For years, individual states have been reaching out to the film industry in an attempt to woo Hollywood dollars. Recognizing the business-hating climate of Los Angeles, even liberal governors are trying to outcompete the Hollywood locals by handing out tax breaks and incentives. While Gov. Jerry Brown has handed hundreds of millions in tax breaks to film and TV producers to keep them from fleeing to venues such as Vancouver, other states are chipping in to pitch woo. Maryland’s Governor Martin O’Malley has tripled Maryland’s film tax credit program to $25 million from $75 million. Massachusetts handed over $4 million in tax credits in 2011. Currently, 28 states give film tax credits, and a full 44 states have incentives for Hollywood. New York State recently passed a bill specifically designed to bring The Tonight Show back to the state – the bill actually had a provision that called for special incentives to seduce “a talk or variety program that filmed at least five seasons outside the state prior to its first relocated season in New York.” That show had to have a yearly budget over $30 million and a studio audience of 200 people to receive a tax credit worth about $10 million annually.
Do these tax credits help states? Of course not. According to Eileen Norcross of the Mercatus Center at George Mason University, “From Massachusetts to North Carolina, Michigan and Iowa, a similar picture is emerging: Film tax credits don’t deliver to state economies what they cost to treasuries and taxpayers.” Massachusetts lost cash on their deal – two-thirds of the spending generated by the film credits went out of state, and a whopping 47% of the wages generated went to those evil one-percenters earning over $1 million.
Nonetheless, overall, Hollywood receives $1.5 billion in tax handouts every year. Glenn Reynolds wrote in the Wall Street Journal: “Of the nine ‘Best Picture’ nominees in 2012, for example, five were filmed on location in states where the production company received financial incentives, including ‘The Help’ [in Mississippi] and ‘Moneyball’ [in California].”
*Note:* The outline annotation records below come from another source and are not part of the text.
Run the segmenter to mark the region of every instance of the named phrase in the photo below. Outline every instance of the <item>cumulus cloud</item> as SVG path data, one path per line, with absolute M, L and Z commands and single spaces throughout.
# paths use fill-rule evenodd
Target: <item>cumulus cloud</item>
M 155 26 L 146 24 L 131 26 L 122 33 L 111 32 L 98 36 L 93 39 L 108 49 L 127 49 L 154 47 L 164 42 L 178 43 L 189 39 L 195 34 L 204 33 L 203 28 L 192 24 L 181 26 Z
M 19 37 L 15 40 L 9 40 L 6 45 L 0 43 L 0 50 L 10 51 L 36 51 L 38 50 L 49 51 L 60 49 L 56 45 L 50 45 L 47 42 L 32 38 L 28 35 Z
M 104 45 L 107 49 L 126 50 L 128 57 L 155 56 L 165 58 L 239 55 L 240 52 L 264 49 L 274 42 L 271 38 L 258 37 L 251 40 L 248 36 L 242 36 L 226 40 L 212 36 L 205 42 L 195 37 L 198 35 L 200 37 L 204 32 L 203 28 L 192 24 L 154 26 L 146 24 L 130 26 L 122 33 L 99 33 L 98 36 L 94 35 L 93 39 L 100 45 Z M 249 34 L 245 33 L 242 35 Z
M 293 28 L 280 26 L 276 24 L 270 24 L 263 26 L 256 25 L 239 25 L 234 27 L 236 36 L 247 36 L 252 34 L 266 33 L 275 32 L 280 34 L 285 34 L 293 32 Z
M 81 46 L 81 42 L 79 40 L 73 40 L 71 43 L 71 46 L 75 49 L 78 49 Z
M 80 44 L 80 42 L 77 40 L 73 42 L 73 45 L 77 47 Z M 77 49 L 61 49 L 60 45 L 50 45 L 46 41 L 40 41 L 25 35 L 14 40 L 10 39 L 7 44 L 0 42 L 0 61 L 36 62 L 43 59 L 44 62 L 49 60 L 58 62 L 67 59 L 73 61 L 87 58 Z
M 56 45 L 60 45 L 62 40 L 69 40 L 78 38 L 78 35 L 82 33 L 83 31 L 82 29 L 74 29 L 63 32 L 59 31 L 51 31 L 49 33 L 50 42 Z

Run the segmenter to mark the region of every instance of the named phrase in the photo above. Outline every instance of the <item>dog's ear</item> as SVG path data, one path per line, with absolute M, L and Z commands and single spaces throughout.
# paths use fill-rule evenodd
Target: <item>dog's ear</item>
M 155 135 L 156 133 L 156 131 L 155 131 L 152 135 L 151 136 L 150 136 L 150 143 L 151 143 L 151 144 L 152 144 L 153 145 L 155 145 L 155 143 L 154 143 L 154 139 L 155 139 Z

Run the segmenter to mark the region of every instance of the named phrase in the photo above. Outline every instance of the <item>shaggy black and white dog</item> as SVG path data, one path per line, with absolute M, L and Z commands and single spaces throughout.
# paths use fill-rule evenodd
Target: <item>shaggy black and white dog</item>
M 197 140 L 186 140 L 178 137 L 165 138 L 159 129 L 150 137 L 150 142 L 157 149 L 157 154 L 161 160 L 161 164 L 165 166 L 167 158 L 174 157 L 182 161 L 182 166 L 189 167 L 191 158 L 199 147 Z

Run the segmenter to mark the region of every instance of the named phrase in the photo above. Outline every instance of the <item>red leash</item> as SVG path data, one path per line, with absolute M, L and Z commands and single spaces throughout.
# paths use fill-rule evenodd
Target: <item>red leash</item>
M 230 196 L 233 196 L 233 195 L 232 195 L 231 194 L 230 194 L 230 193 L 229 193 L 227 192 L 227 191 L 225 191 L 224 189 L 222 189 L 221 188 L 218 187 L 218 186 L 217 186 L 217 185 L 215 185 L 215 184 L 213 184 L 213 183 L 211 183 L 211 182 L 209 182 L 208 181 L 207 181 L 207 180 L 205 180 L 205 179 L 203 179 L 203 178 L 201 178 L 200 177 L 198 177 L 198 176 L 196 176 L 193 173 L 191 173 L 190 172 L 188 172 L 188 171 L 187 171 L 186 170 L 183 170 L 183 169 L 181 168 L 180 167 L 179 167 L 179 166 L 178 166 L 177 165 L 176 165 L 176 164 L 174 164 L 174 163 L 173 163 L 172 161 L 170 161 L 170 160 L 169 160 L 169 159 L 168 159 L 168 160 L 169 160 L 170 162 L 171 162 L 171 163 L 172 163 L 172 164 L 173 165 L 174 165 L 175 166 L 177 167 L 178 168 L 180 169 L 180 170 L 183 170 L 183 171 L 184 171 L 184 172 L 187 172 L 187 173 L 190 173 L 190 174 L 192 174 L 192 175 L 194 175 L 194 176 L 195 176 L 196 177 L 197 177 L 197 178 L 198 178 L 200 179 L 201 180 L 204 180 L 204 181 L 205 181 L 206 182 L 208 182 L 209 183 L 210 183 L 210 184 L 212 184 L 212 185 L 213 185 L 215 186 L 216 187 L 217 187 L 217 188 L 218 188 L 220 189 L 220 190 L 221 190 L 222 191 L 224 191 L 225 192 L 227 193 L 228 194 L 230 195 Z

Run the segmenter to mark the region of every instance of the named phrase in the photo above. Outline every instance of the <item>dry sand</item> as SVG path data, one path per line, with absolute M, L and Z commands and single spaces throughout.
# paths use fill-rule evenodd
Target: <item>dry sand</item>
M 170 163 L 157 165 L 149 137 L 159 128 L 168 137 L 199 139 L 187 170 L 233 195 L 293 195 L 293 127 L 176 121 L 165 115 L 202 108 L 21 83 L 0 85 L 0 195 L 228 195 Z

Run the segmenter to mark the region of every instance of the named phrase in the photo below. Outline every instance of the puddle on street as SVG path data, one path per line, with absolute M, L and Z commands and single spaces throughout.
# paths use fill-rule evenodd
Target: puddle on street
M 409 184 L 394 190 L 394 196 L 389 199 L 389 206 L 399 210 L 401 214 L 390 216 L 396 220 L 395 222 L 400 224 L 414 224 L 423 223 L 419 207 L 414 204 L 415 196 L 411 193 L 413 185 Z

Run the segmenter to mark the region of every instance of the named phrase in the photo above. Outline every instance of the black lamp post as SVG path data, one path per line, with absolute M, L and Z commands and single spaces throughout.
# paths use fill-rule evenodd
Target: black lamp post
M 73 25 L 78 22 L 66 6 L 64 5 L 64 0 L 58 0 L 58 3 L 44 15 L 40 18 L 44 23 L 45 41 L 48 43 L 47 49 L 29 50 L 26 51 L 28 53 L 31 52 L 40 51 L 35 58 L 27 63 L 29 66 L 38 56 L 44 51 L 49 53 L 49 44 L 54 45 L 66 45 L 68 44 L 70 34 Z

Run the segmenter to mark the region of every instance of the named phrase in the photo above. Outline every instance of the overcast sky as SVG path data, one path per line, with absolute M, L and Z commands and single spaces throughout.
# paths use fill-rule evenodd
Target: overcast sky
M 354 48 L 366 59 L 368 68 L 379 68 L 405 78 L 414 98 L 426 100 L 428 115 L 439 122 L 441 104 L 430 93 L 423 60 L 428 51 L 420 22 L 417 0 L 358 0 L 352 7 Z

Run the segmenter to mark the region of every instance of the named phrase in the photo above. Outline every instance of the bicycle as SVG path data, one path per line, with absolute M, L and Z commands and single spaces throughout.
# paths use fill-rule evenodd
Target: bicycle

Now, however, the states can’t pull out. If they do, there are foreign governments willing to step in. China has enormous incentives for filmmakers, especially given access to China’s 1 billion citizens. Of course Hollywood may have to snip some outwardly pro-America material and trim around Chinese villains, but that’s a small price to pay when moolah is on the table.
Meanwhile, Hollywood’s unions stew.
Unable to adjust to the new reality of free-flowing commerce, still enjoying the fruits of rich union contracts that end of disenfranchising thousands of would-be workers in Hollywood, members of the unions are the last of a dying breed. It’s still great to be a member of SAG-AFTRA. But it’s tough to use your card when jobs are rushing off to Europe and Asia.
Sooner or later, the union members themselves will get tired of holding a union card that actually means unemployment. All the liberals who run Hollywood are liberals up until the point when they have to sign a check. Then they take their checkbooks and run to the nearest bidder, leaving their friends in the unions crying on their doorstep.